Timeless Desire
Page 29
Panna gazed at the statue, wondering if she’d been foolish to have once wanted to unlock its secrets.
She would believe that Jamie had tried to come to her but couldn’t. She would believe he would always love her. She would believe that in the end he would find happiness, just as he would want her to do.
She looked at the ring on her finger, the ring she would never take off. The emerald flashed in the overhead lights like the firepots on the ramparts of MacIver Castle.
With a gentle tug, she slipped the emerald off the fourth finger of her left hand and placed it on the fourth finger of her right. It sat on top of the plain gold band Charlie had given her.
A noise up front made her look up. The door swung open. Steve stood in the entryway with a bag in his hand.
“Hey,” she said, surprised
“I hope you don’t mind. I just got off my shift. Marie gave me the key.”
“Heck no. I was just finishing up.”
“I brought tacos from Mendoza’s. Pork and beef. They’re fantastic. I thought maybe you’d be hungry.” He shrugged his shoulders.
“God, they smell great. I’d love some. Thank you.”
He came around the circulation desk and took a seat beside her.
“I know this hasn’t been a great spell for you,” he said, unwrapping the tacos. “I just wanted to say, if you need a friend . . . well, I’m here.”
“Thank you, Steve. I . . . I could use a friend.”
He handed her a taco and a napkin. “Say, that is quite a statue you have there. Is he some kind of hero or something?”
She put her head on his shoulder and started to cry.
FORTY-TWO
Andrew Carnegie Library, Carnegie, Pennsylvania Eight months later: May 1, 8:03 p.m.
Panna clicked SHUT DOWN on her computer and turned off the monitor. “Done!”
Marie, who had already put on her coat, said, “I am so ready to hit the bar.”
“You and me both, sister, even though I am relegated to club soda.”
Marie looked toward the entryway. “Do you ever miss sitting in the shadow of a really great eighteenth-century package?”
The statue had fetched nearly two hundred grand at auction.

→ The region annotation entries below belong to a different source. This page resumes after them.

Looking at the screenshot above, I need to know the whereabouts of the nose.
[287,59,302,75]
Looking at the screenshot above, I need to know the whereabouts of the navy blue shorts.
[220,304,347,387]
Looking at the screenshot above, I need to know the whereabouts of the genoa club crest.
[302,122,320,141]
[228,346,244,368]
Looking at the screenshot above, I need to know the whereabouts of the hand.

It turned out that Adderly had commissioned the statue from Lorado Taft, a famous sculptor at the turn of the century, though nobody had known it. Panna hoped visitors to the Art Institute of Chicago would enjoy spending their days staring in awe at the future Earl of Bridgewater. She knew she’d had enough of it.
“Remember, you can’t always believe what you see,” Panna said, smiling. “Statues lie.”
“Well, let me tell you, that was a pretty big lie.” Marie grabbed her umbrella. The sky was clear now, but it had been raining on and off all day. “Are you ready?”
“You go ahead. I’ll lock up here. Steve’s picking me up. Save us seats.”
“All right. See you at PaPa J’s.” Marie lifted the barrier and headed out.
Panna reached for her bag—not as easy as it used to be, with her belly resembling a bowling ball—and changed from her flats to her rain boots. When she sat up, Jamie Bridgewater was standing in front of the entryway stairs, looking at her.
She felt as if she had turned to glass. No part of her would move. She could scarcely breathe.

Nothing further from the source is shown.